Pero una clase sin nervios no implica una victoria definitiva. Mi autoconsciencia se me activa también como estudiante. El doctorado, por defecto, no ofrece ninguna clase obligatoria a sus estudiantes, pero hay muchas oportunidades para formarse en el campo que sea necesario, y en mi primer año me registré como oyente en algunos cursos de las maestrías. En este caso solo tenía que entrar al salón, con mi solemne halo de PhD en potencia, sentarme y escuchar. Si me sentía generosa, podía también presumir de mi privilegio de estar exenta de elaborar los assignments correspondientes.
Esa gracia llegó a su fin el semestre en que me registré en un curso de ciencias neurocognitivas. Iban a discutir un libro que yo quería leer hace tiempo y entregaban una copia de ese libro a cada estudiante que lo solicitara. El curso lo impartía un profesor que yo conocía desde antes de que se me ocurriera estudiar en el Reino Unido. No lo conocía personalmente, quiero decir que sabía quién era porque yo seguía parte de su trabajo en línea. Todo eso fue una coincidencia. Fue hasta que llegué a Inglaterra, a la oficina que me asignaron en el departamento, que leí su nombre en una puerta al lado de la mía, y me quedé pensando el resto del día de dónde conocía ese nombre.
Casi un año y medio después, me encontraba en una clase suya. Ello era, por supuesto, considerablemente más emocionante que leer un par de párrafos en internet sobre los temas que abordaba. El problema era que esta clase era más bien un grupo de discusión (defensa, argumentación, impasibilidad), y mi reflujo volvió. O llámese correlato fisiológico de mi autoconsciencia, para que no suene tan crudo. Una vez entré al salón y me senté, esperando en silencio a que empezáramos. Cómo va el doctorado, escuché preguntar al profesor. “No es conmigo”, fue la reacción en mi cabeza, pero sí era conmigo porque yo era la única del doctorado en su curso de maestría. Siendo justos, era difícil reconocer mi status porque tendía a hacer preguntas tontas en clase.
Afortunadamente, o no, con ese curso recordé el concepto de amenaza del estereotipo. Estar consciente de las expectativas que tengo que cumplir me genera ansiedad, y aunque esté a la altura de las exigencias (¡lo estoy!), esa ansiedad entorpece mi desempeño. Mi mayor aprendizaje en ese curso es que soy el embodiment de la Amenaza del Estereotipo, porque me tengo a mí misma en altísima estima (¡con justa razón!) pero mi autoconsciencia es mi propia ruina.
Esa no es manera de vivir, dirá usted.

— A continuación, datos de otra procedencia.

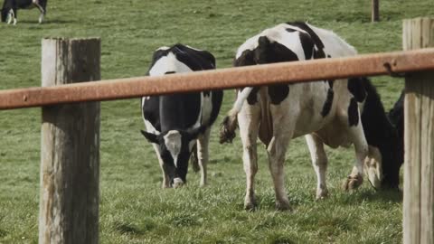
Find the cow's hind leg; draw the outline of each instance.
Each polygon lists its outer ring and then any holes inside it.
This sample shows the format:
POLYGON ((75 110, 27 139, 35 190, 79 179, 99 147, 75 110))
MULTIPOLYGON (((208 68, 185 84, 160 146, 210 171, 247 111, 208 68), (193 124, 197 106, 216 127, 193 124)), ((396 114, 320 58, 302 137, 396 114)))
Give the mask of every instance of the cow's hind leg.
POLYGON ((316 135, 307 135, 305 136, 307 146, 309 147, 312 165, 316 174, 316 200, 323 199, 328 195, 327 185, 326 182, 326 172, 327 170, 327 155, 324 150, 324 143, 316 135))
POLYGON ((290 210, 289 200, 285 191, 285 154, 288 145, 294 133, 295 121, 297 112, 285 110, 288 106, 271 106, 270 111, 273 118, 273 137, 269 142, 267 152, 269 155, 269 166, 273 178, 274 191, 276 192, 276 208, 285 211, 290 210), (289 116, 290 115, 290 116, 289 116))
POLYGON ((163 183, 161 184, 162 188, 169 188, 170 187, 170 181, 169 181, 169 175, 165 173, 165 168, 164 168, 164 163, 163 159, 160 156, 160 150, 158 150, 158 145, 152 145, 154 146, 154 150, 156 151, 156 157, 158 158, 158 163, 160 164, 161 171, 163 173, 163 183))
POLYGON ((258 103, 244 103, 238 114, 240 136, 242 142, 242 162, 246 173, 246 196, 244 209, 253 210, 256 206, 254 180, 258 172, 257 138, 259 128, 260 107, 258 103))
MULTIPOLYGON (((348 109, 349 111, 351 111, 351 105, 348 109)), ((347 131, 351 142, 353 142, 353 144, 354 145, 356 162, 355 165, 353 167, 353 171, 351 172, 350 175, 348 175, 347 179, 344 183, 343 188, 344 190, 356 189, 363 183, 363 163, 365 157, 368 155, 368 143, 366 142, 366 138, 364 137, 363 128, 362 127, 362 123, 360 122, 362 121, 360 118, 360 113, 358 111, 358 108, 354 109, 356 109, 357 112, 349 112, 349 121, 353 121, 353 123, 349 123, 349 127, 347 131), (354 117, 354 114, 357 116, 358 119, 351 119, 351 117, 354 117), (357 123, 355 121, 357 121, 357 123)))
POLYGON ((206 164, 208 164, 210 133, 211 127, 207 128, 203 135, 201 135, 197 140, 197 160, 199 161, 199 169, 201 171, 201 186, 205 186, 207 183, 206 164))

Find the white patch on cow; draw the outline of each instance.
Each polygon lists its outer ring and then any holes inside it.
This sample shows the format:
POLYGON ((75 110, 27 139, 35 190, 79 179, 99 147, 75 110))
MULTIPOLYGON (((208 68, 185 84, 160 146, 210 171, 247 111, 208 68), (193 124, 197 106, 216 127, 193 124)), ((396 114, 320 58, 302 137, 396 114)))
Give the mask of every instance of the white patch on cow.
POLYGON ((209 96, 203 96, 201 93, 202 99, 202 124, 207 125, 211 119, 211 112, 212 111, 212 92, 209 96))
POLYGON ((178 188, 184 185, 184 182, 181 178, 175 178, 174 179, 174 188, 178 188))
POLYGON ((192 152, 193 146, 194 146, 195 144, 196 144, 196 140, 192 140, 188 143, 188 149, 190 150, 190 152, 192 152))
POLYGON ((161 57, 149 70, 150 76, 163 76, 166 72, 184 73, 193 71, 187 65, 176 59, 174 53, 169 52, 161 57))
POLYGON ((158 49, 157 49, 157 50, 156 50, 156 51, 160 51, 160 50, 168 50, 168 49, 170 49, 170 47, 163 46, 163 47, 160 47, 160 48, 158 48, 158 49))
POLYGON ((188 47, 189 49, 191 50, 195 50, 195 51, 198 51, 198 52, 203 52, 203 50, 200 50, 200 49, 197 49, 197 48, 193 48, 193 47, 191 47, 189 45, 185 45, 186 47, 188 47))
MULTIPOLYGON (((145 97, 146 98, 146 97, 145 97)), ((143 107, 145 107, 145 102, 146 102, 146 99, 143 98, 142 99, 142 109, 143 109, 143 107)), ((149 98, 149 97, 147 97, 149 98)), ((143 121, 145 122, 145 127, 146 127, 146 131, 149 132, 149 133, 154 133, 156 135, 160 135, 160 132, 158 130, 156 130, 156 127, 154 127, 154 126, 152 125, 152 123, 148 120, 146 120, 146 118, 145 118, 145 115, 142 113, 142 118, 143 118, 143 121)))
POLYGON ((164 136, 165 147, 172 155, 175 166, 177 166, 178 156, 181 153, 181 134, 176 130, 169 130, 169 132, 164 136))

Ah, lo es. Pero sí estoy intentando controlarlo, a estas alturas no puedo privarme de hablar en público porque tengo cosas importantes que decir (altísima estima, dije). Tengo algunas propuestas para intervenir en mí misma, ya sea para habituarme a la ansiedad o para resignarme a hacer el ridículo. No espero soluciones mágicas ni consejos inútiles tipo “imaginate que tu audiencia está desnuda”. Mi cerebro está sobrecargado enfrentando la ansiedad y no voy a pedirle que encima se entregue a la fantasía y la lujuria…o, bueno, tal vez.